When I'm watching it, I'm very locked in to all of these things, and when I'm reading about it, I'm hyperconscious of all of these things. For better or for worse, from 7-12, I become a savant. I am not aware of the names of the planets, or the historical significance of Utopia, or what my birthday is. I can tell you who set the assist record (Scott Skiles, 30, 1990, winner of Most Improved Player, 1990-91, current coach of Milaukee Bucks, former coach of Phoenix and Chicago...), who led the Association in scoring during the 80's (Alex English), who had the most points in a single season in ABA history (Dan Issel), etc. I'm a fountain of knowledge.

Aside from the occasional basketball metaphor or geeking out with my girlfriend, I don't talk about basketball outside of that. It's one of those quiet things that I didn't tell people I was into until about a year ago, and it's not something I discuss. I own a single jersey, a knockoff Ginobili with stiff letters. I care about it deeply and passionately, but it's not something I choose to express outwardly. It's one of the most important things in my life at least 5 nights a week, and yet I casually walk away from it to go do 'normal' things. I'm not sure where that places me. It may be more a personal thing than a basketball thing.
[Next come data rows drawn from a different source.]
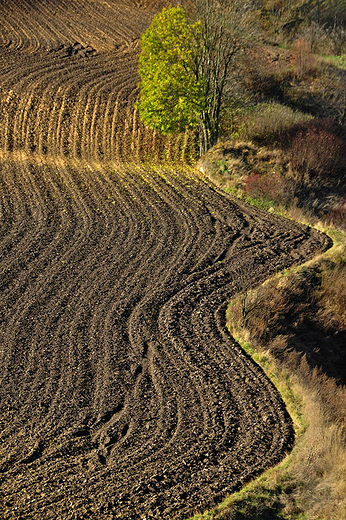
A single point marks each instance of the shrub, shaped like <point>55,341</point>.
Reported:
<point>337,216</point>
<point>305,62</point>
<point>268,186</point>
<point>316,151</point>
That said, when I look at the scores now, I feel desperately and hopelessly confused. I'm not sure what happened, and the box score can only reflect so much. I feel a minor amount of panic. "Did I miss an epic struggle that turned into a blowout? Was Orlando wire-to-wire?" It's all a purely academic exercise, though. I've been locked out by my own decision, and I'm two games behind the rest of the basketball world. If this were my job, I could justifiably shut off the rest of the world, but it's not. There seems to be two worlds: my basketball world, that series of interconnected statistics that unite me with people I've never met, and the regular world, in which I'm a regular guy of an average height who is unimpressed by what the world has to offer. The worlds rarely intermingle. I have friends who enjoy basketball and will discuss it with me, but only on a fairly superficial level. Basketball and everything associated with it is a passion, but ultimately, it's a private one. It could be that I fear no one will understand, or that I simply want a part of myself to myself, but I will never be the guy that rouses his friends on to see a basketball game.

So I look at the box scores and try to figure it out, because I can't really ask anyone else. In some respects, people like Matt Moore, John Hollinger, Zach Harper, and Tom Ziller get to know more about me than my own friends and family do. I'm a mystery for five hours, and it'll probably stay that way.